History

United States
- Name: USS Harland (PG-186)
- Namesake: British name assigned in anticipation of ship's transfer to United Kingdom
- Reclassified: Patrol frigate, PF-78, 15 April 1943
- Builder: Walsh-Kaiser Company, Providence, Rhode Island
- Laid down: 15 July 1943
- Renamed: Cayman, 1943
- Namesake: The Cayman Islands
- Launched: 6 September 1943
- Commissioned: never
- Fate: Transferred to United Kingdom, 20 January 1944
- Acquired: Returned by United Kingdom 23 April 1946
- Fate: Sold for scrapping 1 July 1947

United Kingdom
- Name: HMS Cayman (K506)
- Namesake: The Cayman Islands
- Acquired: 20 January 1944
- Commissioned: 20 January 1944
- Fate: Returned to United States 23 April 1946

General characteristics
- Class & type: Colony/Tacoma-class frigate
- Displacement: 1,264 long tons (1,284 t)
- Length: 303 ft 11 in (92.63 m)
- Beam: 37 ft 6 in (11.43 m)
- Draft: 13 ft 8 in (4.17 m)
- Propulsion: 3 × boilers; 2 × turbines, 5,500 shp (4,100 kW) each; 2 shafts;
- Speed: 20 knots (37 km/h; 23 mph)
- Complement: 190
- Armament: 3 × single 3 inch/50 AA guns; 2 × twin 40 mm guns; 9 × single 20 mm; 1 × Hedgehog anti-submarine mortar; 8 × Y gun depth charge projectors; 2 × depth charge racks;

= HMS Cayman =

Frigate of the Royal Navy

HMS Cayman (K506) was a of the United Kingdom that served during World War II. She originally was ordered by the United States Navy as the patrol frigate USS Harland (PF-78) and was transferred to the Royal Navy prior to completion.
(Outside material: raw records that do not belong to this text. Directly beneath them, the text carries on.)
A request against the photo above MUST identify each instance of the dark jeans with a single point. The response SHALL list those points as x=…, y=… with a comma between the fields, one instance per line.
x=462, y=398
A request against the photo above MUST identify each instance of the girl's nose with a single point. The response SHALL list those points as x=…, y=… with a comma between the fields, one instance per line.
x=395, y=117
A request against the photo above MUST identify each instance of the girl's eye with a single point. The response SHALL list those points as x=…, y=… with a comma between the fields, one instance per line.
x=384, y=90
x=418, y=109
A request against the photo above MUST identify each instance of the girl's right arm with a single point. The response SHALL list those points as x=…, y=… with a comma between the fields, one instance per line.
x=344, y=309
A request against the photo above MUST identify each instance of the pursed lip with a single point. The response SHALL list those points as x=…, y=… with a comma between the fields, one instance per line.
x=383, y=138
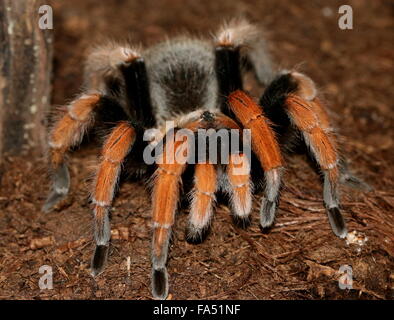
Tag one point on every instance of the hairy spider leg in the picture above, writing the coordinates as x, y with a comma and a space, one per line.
115, 149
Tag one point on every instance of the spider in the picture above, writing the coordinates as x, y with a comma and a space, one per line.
197, 84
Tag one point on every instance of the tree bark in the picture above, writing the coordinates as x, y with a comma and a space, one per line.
25, 70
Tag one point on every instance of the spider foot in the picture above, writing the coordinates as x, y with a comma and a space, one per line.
267, 214
241, 222
160, 283
99, 259
354, 182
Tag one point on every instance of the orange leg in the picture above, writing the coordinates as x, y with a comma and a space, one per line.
165, 197
240, 188
311, 119
266, 148
68, 132
115, 149
203, 199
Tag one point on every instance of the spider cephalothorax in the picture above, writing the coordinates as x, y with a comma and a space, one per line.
197, 84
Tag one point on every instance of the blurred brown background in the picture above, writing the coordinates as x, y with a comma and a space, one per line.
300, 257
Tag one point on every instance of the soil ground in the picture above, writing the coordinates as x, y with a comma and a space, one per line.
300, 257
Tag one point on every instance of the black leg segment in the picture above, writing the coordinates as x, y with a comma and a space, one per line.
228, 72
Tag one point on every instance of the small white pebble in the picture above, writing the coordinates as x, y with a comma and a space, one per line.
33, 109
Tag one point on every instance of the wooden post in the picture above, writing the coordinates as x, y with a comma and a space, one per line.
25, 70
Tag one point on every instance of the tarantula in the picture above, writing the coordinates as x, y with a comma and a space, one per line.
198, 84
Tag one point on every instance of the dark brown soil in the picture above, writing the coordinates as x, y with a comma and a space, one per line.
300, 257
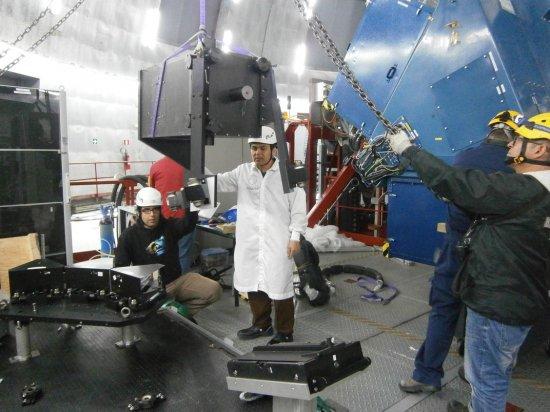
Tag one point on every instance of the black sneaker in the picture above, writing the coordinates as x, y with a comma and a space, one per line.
281, 338
254, 332
456, 406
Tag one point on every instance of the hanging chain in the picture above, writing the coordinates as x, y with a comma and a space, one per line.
27, 30
331, 50
44, 36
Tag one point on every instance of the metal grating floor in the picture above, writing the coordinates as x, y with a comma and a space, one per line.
390, 335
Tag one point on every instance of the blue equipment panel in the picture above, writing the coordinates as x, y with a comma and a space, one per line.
415, 215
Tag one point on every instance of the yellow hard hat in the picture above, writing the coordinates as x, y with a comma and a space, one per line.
536, 127
506, 117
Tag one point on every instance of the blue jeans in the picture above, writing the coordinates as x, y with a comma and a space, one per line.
491, 353
184, 245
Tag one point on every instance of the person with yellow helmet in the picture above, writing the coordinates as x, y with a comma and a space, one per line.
505, 273
489, 156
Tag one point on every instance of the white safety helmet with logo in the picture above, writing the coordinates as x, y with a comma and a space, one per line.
148, 196
267, 137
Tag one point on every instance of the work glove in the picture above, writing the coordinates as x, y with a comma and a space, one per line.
399, 141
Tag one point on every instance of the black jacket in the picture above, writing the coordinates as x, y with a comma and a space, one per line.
138, 245
506, 276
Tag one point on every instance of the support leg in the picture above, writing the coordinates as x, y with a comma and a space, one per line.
129, 337
23, 343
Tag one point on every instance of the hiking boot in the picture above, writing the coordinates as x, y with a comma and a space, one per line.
254, 332
250, 396
281, 338
412, 386
462, 374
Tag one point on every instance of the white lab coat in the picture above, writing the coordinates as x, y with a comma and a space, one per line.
267, 219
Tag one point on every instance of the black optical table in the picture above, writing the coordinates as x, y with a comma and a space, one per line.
64, 311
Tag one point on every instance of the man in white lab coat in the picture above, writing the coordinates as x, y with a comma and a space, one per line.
269, 224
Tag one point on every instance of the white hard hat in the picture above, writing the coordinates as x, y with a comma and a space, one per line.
148, 196
268, 136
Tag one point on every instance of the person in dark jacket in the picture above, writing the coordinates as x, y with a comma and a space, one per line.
488, 157
154, 239
505, 276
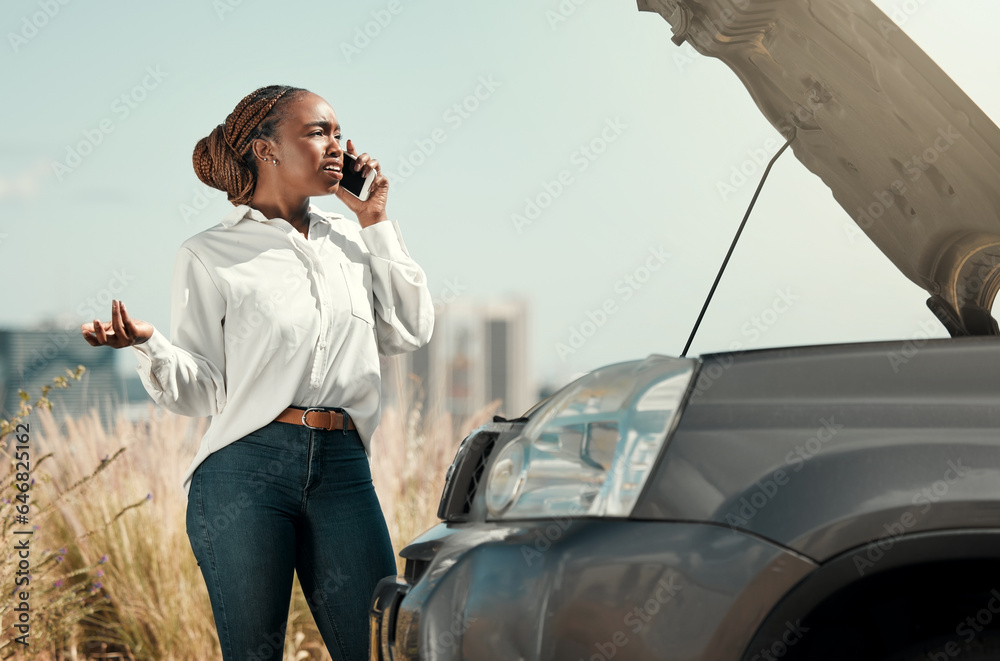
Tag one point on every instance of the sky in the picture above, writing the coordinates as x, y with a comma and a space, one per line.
571, 159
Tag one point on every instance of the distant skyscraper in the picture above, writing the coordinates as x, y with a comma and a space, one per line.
29, 359
478, 354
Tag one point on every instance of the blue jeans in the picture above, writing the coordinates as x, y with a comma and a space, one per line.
281, 499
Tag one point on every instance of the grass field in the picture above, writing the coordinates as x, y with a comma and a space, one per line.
112, 575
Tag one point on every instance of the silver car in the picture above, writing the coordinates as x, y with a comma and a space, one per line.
823, 502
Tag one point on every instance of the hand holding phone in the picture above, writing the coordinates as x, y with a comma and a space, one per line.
353, 181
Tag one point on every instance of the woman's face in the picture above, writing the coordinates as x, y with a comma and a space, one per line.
310, 156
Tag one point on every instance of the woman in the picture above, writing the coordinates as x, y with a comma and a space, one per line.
278, 315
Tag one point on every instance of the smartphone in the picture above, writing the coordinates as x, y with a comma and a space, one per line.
353, 182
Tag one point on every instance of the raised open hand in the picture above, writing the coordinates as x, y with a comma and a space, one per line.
122, 331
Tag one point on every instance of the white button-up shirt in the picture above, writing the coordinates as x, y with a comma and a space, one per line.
262, 318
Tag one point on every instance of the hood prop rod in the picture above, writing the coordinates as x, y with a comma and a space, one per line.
729, 254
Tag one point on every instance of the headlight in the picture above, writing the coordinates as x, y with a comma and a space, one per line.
589, 449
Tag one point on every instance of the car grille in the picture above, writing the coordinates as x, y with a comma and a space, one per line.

==Construction and acquisition==
The ship, originally designated a "patrol gunboat," PG-186, was ordered by the United States Maritime Commission under a United States Navy contract as USS Harland. She was reclassified as a "patrol frigate," PF-78, on 15 April 1943 and laid down by the Walsh-Kaiser Company at Providence, Rhode Island, on 15 July 1943. Intended for transfer to the United Kingdom, the ship was renamed Cayman by the British prior to launching and was launched on 6 September 1943.

==Service history==
Transferred to the United Kingdom under Lend-Lease on 20 January 1944, the ship served in the Royal Navy as HMS Cayman (K506) on patrol and escort duty.

==Disposal==
The United Kingdom returned Cayman to the U.S. Navy on 23 April 1946. She was sold to the United Dock Corporation of New York, New York, on 1 July 1947 for scrapping.